Yep, major DUOH! But I have an excuse…honest.
Normally, we keep a very close eye on the weather and temperatures. We’re in a monthly site here at our South Carolina “home”, which has a reasonable price, plus electric. Trying to be a little bit (okay, a lot) frugal, we try to keep the electric cost down to help the budget some. This creates a bit of a quandary, to use less electricity means a greater reliance on the propane.
Being all set up in our site, to avoid having to break camp periodically to refill the Journey’s onboard propane tank, I’ve been running a small propane tank “teed” into the propane line. With some careful use, I can get three to four days out of a tank before it needs to be refilled. About 20 minutes to get it refilled, start to finish is worth it rather that moving the Journey.

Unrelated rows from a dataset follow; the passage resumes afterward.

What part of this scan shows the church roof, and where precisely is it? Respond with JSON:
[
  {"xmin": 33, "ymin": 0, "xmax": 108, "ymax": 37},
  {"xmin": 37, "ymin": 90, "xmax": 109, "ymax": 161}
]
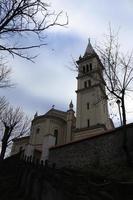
[
  {"xmin": 84, "ymin": 39, "xmax": 96, "ymax": 57},
  {"xmin": 33, "ymin": 108, "xmax": 67, "ymax": 121}
]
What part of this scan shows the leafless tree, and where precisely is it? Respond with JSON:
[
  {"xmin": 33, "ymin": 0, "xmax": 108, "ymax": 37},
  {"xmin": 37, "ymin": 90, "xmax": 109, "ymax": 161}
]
[
  {"xmin": 97, "ymin": 27, "xmax": 133, "ymax": 164},
  {"xmin": 0, "ymin": 0, "xmax": 68, "ymax": 60},
  {"xmin": 0, "ymin": 97, "xmax": 8, "ymax": 116},
  {"xmin": 0, "ymin": 105, "xmax": 30, "ymax": 160},
  {"xmin": 0, "ymin": 57, "xmax": 13, "ymax": 88},
  {"xmin": 97, "ymin": 28, "xmax": 133, "ymax": 125}
]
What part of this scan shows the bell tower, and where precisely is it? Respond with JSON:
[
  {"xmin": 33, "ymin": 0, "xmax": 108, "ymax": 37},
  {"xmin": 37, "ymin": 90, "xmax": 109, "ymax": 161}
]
[{"xmin": 76, "ymin": 40, "xmax": 112, "ymax": 129}]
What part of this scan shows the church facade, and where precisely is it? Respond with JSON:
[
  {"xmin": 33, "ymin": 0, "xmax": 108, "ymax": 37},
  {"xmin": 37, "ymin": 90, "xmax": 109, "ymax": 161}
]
[{"xmin": 11, "ymin": 41, "xmax": 114, "ymax": 160}]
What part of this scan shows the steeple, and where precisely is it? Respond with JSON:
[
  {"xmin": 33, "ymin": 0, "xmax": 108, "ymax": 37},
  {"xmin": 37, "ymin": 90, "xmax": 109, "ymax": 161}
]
[
  {"xmin": 69, "ymin": 100, "xmax": 73, "ymax": 110},
  {"xmin": 84, "ymin": 38, "xmax": 95, "ymax": 57}
]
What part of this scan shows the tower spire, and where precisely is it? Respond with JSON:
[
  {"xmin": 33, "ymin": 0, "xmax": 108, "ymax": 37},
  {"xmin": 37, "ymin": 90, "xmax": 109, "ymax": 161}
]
[{"xmin": 84, "ymin": 38, "xmax": 95, "ymax": 57}]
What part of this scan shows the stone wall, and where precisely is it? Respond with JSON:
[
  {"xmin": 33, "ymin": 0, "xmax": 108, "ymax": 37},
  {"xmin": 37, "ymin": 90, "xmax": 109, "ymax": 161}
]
[{"xmin": 49, "ymin": 124, "xmax": 133, "ymax": 173}]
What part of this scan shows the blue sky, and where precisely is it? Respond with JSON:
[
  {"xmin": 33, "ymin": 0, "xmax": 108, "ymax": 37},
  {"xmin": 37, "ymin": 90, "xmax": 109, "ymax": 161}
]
[{"xmin": 1, "ymin": 0, "xmax": 133, "ymax": 125}]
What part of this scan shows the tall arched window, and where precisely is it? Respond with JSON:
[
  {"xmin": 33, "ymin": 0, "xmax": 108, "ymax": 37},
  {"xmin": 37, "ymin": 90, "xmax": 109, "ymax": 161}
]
[{"xmin": 54, "ymin": 129, "xmax": 58, "ymax": 145}]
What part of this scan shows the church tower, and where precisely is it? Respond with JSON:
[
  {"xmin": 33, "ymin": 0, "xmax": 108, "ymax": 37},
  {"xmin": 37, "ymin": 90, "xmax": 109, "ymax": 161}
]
[{"xmin": 76, "ymin": 40, "xmax": 112, "ymax": 130}]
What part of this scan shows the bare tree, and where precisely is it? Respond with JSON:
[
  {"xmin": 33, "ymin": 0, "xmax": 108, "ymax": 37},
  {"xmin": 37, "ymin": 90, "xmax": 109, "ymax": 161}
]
[
  {"xmin": 97, "ymin": 28, "xmax": 133, "ymax": 125},
  {"xmin": 0, "ymin": 105, "xmax": 30, "ymax": 160},
  {"xmin": 0, "ymin": 57, "xmax": 13, "ymax": 88},
  {"xmin": 0, "ymin": 0, "xmax": 68, "ymax": 60}
]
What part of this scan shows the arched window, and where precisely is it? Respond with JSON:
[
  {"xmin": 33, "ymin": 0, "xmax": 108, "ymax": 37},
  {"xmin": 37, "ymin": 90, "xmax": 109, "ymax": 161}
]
[
  {"xmin": 83, "ymin": 66, "xmax": 85, "ymax": 73},
  {"xmin": 90, "ymin": 63, "xmax": 92, "ymax": 71},
  {"xmin": 36, "ymin": 127, "xmax": 40, "ymax": 134},
  {"xmin": 54, "ymin": 129, "xmax": 58, "ymax": 145},
  {"xmin": 86, "ymin": 64, "xmax": 89, "ymax": 72}
]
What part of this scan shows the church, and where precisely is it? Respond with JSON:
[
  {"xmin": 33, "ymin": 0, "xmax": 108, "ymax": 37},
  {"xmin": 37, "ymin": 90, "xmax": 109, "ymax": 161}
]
[{"xmin": 11, "ymin": 41, "xmax": 114, "ymax": 160}]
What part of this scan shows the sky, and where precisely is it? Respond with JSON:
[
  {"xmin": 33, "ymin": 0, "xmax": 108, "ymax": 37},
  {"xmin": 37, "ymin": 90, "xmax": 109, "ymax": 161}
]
[{"xmin": 1, "ymin": 0, "xmax": 133, "ymax": 125}]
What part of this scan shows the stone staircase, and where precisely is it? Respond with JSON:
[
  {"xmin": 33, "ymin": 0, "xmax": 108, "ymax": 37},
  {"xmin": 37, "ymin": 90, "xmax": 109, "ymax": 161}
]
[{"xmin": 0, "ymin": 155, "xmax": 133, "ymax": 200}]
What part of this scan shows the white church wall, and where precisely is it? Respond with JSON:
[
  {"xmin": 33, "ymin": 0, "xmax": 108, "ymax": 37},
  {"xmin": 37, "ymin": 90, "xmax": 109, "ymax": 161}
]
[{"xmin": 41, "ymin": 134, "xmax": 55, "ymax": 161}]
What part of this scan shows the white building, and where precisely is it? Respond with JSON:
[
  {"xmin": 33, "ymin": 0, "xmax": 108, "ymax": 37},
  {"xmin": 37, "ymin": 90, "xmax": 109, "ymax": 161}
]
[{"xmin": 12, "ymin": 41, "xmax": 113, "ymax": 160}]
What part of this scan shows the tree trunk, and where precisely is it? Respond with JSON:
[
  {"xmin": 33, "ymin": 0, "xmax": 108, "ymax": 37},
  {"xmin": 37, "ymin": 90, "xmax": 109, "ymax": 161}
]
[
  {"xmin": 0, "ymin": 126, "xmax": 10, "ymax": 161},
  {"xmin": 121, "ymin": 92, "xmax": 126, "ymax": 125},
  {"xmin": 121, "ymin": 94, "xmax": 132, "ymax": 166},
  {"xmin": 0, "ymin": 142, "xmax": 7, "ymax": 161}
]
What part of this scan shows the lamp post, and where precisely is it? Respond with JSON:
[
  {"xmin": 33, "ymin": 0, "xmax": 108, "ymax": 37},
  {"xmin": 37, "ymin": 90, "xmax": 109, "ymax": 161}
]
[{"xmin": 116, "ymin": 99, "xmax": 123, "ymax": 126}]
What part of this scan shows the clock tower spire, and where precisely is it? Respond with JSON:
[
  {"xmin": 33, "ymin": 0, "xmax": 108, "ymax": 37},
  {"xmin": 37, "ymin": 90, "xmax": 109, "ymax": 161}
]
[{"xmin": 76, "ymin": 40, "xmax": 111, "ymax": 129}]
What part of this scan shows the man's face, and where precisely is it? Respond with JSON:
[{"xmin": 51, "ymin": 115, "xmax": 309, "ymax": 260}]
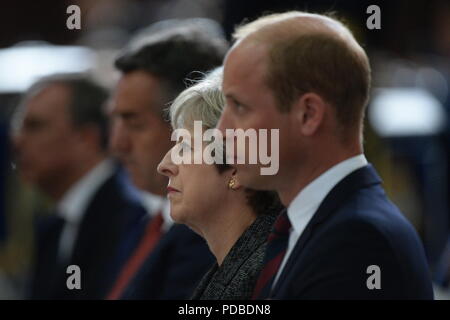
[
  {"xmin": 218, "ymin": 42, "xmax": 292, "ymax": 189},
  {"xmin": 111, "ymin": 71, "xmax": 172, "ymax": 195},
  {"xmin": 13, "ymin": 84, "xmax": 80, "ymax": 191}
]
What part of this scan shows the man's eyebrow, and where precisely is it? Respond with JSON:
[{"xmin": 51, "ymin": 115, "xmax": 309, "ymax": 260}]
[{"xmin": 113, "ymin": 111, "xmax": 138, "ymax": 120}]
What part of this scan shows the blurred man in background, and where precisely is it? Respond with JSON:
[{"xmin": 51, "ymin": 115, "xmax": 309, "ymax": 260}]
[
  {"xmin": 107, "ymin": 19, "xmax": 226, "ymax": 299},
  {"xmin": 13, "ymin": 75, "xmax": 145, "ymax": 299}
]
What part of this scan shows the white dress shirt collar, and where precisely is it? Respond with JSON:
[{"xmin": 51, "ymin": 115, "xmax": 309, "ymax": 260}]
[
  {"xmin": 287, "ymin": 154, "xmax": 367, "ymax": 234},
  {"xmin": 273, "ymin": 154, "xmax": 367, "ymax": 286}
]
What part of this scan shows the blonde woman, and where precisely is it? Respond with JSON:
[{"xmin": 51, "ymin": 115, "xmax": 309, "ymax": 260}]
[{"xmin": 158, "ymin": 68, "xmax": 282, "ymax": 299}]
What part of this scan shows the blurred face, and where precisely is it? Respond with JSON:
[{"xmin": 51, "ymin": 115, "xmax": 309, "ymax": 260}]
[
  {"xmin": 111, "ymin": 71, "xmax": 172, "ymax": 195},
  {"xmin": 158, "ymin": 128, "xmax": 230, "ymax": 231},
  {"xmin": 13, "ymin": 84, "xmax": 81, "ymax": 191},
  {"xmin": 217, "ymin": 42, "xmax": 295, "ymax": 190}
]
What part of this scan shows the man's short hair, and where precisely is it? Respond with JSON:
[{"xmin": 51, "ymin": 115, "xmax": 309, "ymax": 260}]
[
  {"xmin": 233, "ymin": 11, "xmax": 371, "ymax": 134},
  {"xmin": 19, "ymin": 74, "xmax": 109, "ymax": 150},
  {"xmin": 115, "ymin": 19, "xmax": 228, "ymax": 100}
]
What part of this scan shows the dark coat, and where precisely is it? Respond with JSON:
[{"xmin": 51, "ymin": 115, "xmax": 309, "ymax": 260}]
[{"xmin": 192, "ymin": 213, "xmax": 276, "ymax": 300}]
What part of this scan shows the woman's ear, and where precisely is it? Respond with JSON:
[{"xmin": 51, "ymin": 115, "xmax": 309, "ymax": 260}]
[{"xmin": 228, "ymin": 168, "xmax": 242, "ymax": 190}]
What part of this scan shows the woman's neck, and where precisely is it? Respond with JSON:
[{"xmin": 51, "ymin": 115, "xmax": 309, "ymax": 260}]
[{"xmin": 202, "ymin": 201, "xmax": 256, "ymax": 266}]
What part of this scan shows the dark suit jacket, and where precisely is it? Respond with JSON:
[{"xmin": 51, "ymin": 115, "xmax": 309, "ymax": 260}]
[
  {"xmin": 29, "ymin": 169, "xmax": 146, "ymax": 299},
  {"xmin": 192, "ymin": 213, "xmax": 276, "ymax": 300},
  {"xmin": 270, "ymin": 165, "xmax": 433, "ymax": 299},
  {"xmin": 116, "ymin": 224, "xmax": 214, "ymax": 300}
]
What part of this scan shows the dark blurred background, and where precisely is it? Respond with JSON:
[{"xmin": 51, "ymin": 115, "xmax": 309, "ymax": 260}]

Now with the winter weather that sometimes even hits South Carolina, I went ahead and insulated my fresh water hose that feeds into the Journey.
I insulated the hose up into the wet bay, I didn’t worry about the last foot and a half, I just looped it and attached it to the fresh water inlet. Not to worry, with the furnace running, warm air is ducted into the basement compartment to keep the water system from freezing if the temps drop really low.
A pleasant distraction to my weather eye was an overnight stay with our grandsons Andrew and Owie. We had a pizza and movie night with them, showing the movie The Wizard of OZ, which they had never seen. It’s been years since Marti and I had seen it so it was a great movie choice.
After the movie, with the boys full of pizza, we put them to bed on the two pull out couches in our living room. Because it doesn’t get the greatest heat from the furnace due to the ducting set up, we decided to use the heat pump (which can really toast your buns )to keep them warm as they slept.
Except the heat pump does not send warm air to the basement water compartment. And, the heat pump doesn’t work well at temps below 40F degrees.
Of course, the overnight temp dropped into the low 20s. Of course.
An early morning tapping on my shoulder by my bonnie bride woke me up. “There’s no water and the toilet won’t flush”. Uh oh.
I got up and checked, she was right, as she always is…no water.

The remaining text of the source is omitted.